He can be contacted at achin.vanaik@gmail.com

We will investigate here what can be called the ‘Ten Dilemmas of Nuclear Deterrence’.

The presence of nuclear weapons between rival countries cannot guarantee the prevention of nuclear exchange or war. It is always a gamble, and it is a gamble that can always fail at some time in some place. The claim that nuclear deterrence ‘works’, at least to such an extent that you can safely rely upon it, is untenable. It is untenable because the conditions that must be established for assured safety to arise from the workings of nuclear deterrence are so restrictive that these are impossible to establish in practice and in the real world in which we live. This defect becomes clear when we understand what nuclear deterrence is – it is simply a psychological state of mind! It is a psychological state of mind that must exist in the minds of one’s nuclear opponents, i.e., among those who decide on whether or not to push the nuclear button. And it is a state of mind that you (who are relying on nuclear deterrence for your country’s security) must ensure will always exist in your opponent although you can never guarantee or ensure that it will always so hold.

To put it another way: nuclear deterrence is nothing but the irrational hope that a terrible fear of the consequences of nuclear war will continuously promote wise decisions by fallible human beings operating under intense pressure in changing circumstances that neither they nor you can fully control!

If to become more secure you need the threat power of nuclear weapons then you are trying to establish your security by making the other side vulnerable and more insecure because they are afraid of what your nuclear weapons can do. Similarly, the other side must try to make itself more secure by making you more vulnerable and insecure to its own nuclear arsenal. This situation is often called the security-insecurity paradox. Your own security is supposed to rest on making the other side more fearful and insecure so that it behaves the way you want it to. Then the other side seeks to overcome its insecurity to make itself more secure by promoting greater insecurity/vulnerability in its opponent. Thus we have what can also be called the ‘vulnerability paradox’. The way out of this would seem to lie in both sides accepting mutual vulnerability and a mutual ‘balance of terror’. This then should be a form of stability in the nuclear equation.
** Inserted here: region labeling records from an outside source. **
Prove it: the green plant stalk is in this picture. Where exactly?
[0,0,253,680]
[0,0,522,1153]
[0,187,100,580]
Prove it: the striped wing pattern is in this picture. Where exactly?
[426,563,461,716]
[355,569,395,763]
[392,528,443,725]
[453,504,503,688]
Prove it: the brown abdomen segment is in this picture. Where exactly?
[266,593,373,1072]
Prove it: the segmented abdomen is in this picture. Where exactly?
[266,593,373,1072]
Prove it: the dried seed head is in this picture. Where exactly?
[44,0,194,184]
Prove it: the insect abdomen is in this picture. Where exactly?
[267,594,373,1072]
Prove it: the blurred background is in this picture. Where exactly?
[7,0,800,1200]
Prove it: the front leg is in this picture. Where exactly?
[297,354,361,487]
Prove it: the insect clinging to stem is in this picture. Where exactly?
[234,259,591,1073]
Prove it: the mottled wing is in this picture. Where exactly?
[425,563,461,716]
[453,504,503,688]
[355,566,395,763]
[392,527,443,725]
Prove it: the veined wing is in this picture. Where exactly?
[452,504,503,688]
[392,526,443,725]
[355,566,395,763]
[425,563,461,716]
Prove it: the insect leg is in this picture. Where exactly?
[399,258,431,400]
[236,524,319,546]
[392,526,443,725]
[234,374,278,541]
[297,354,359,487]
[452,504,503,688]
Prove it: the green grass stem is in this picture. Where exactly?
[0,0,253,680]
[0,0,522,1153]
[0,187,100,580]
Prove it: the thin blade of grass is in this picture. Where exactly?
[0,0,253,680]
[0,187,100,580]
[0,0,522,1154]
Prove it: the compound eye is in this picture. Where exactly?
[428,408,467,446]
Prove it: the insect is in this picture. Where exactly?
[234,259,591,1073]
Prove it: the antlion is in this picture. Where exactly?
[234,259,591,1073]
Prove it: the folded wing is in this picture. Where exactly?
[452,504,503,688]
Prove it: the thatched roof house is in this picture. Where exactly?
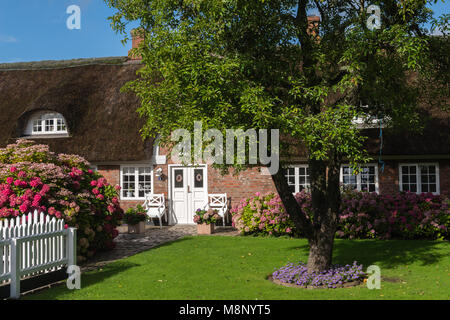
[0,57,151,162]
[0,30,450,224]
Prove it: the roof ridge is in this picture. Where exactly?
[0,56,140,71]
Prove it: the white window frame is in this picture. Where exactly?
[398,162,441,195]
[29,112,68,135]
[339,163,380,193]
[284,164,311,194]
[120,164,155,200]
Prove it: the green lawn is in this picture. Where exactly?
[23,236,450,300]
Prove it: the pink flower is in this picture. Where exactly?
[41,184,50,194]
[17,171,27,178]
[19,203,28,213]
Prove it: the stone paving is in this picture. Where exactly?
[80,225,239,271]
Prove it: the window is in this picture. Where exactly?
[400,163,439,194]
[26,112,67,135]
[285,165,309,193]
[120,165,153,199]
[341,164,378,193]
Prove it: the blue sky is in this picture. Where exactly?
[0,0,450,63]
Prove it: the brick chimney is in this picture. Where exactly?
[128,28,145,60]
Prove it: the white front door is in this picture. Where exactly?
[169,166,208,224]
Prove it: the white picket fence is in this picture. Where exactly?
[0,211,76,299]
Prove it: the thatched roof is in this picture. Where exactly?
[0,57,450,162]
[0,57,152,162]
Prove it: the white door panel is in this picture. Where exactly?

Unfortunately, no such stability arises and instead we have a constant and powerful spur to continuous nuclear arms racing. To understand why this is so we first need to understand what are the basic conditions that have to be met if there is to be nuclear security even by the logic of nuclear deterrence thinking. According to this ‘logic’ a country must have, what is called, ‘an assured second-strike capacity’. Between two countries having nuclear weapons there is always the possibility (and the temptation) that the country that uses its nuclear weapons in a properly targeted fashion first can hope or expect to finish off all or most of the opponent’s nuclear capacity to retaliate after such a first-strike. Therefore, a country must be able to ‘absorb’ a first-strike and have enough left over to devastate the opponent so that the opponent is not tempted to strike first. Developing more nuclear weapons in this way may seem to the side doing it a reasonable thing to do in order to protect itself. But to the other side this means your opponent is making itself stronger in the name of developing second-strike capacities but can also make an even more massive first-strike (regardless of whether or not it declares a policy of No First Use), and therefore must be a spur to the threatened side also developing more nuclear weapons in the name of strengthening and ensuring the survival of its own second-strike capacity.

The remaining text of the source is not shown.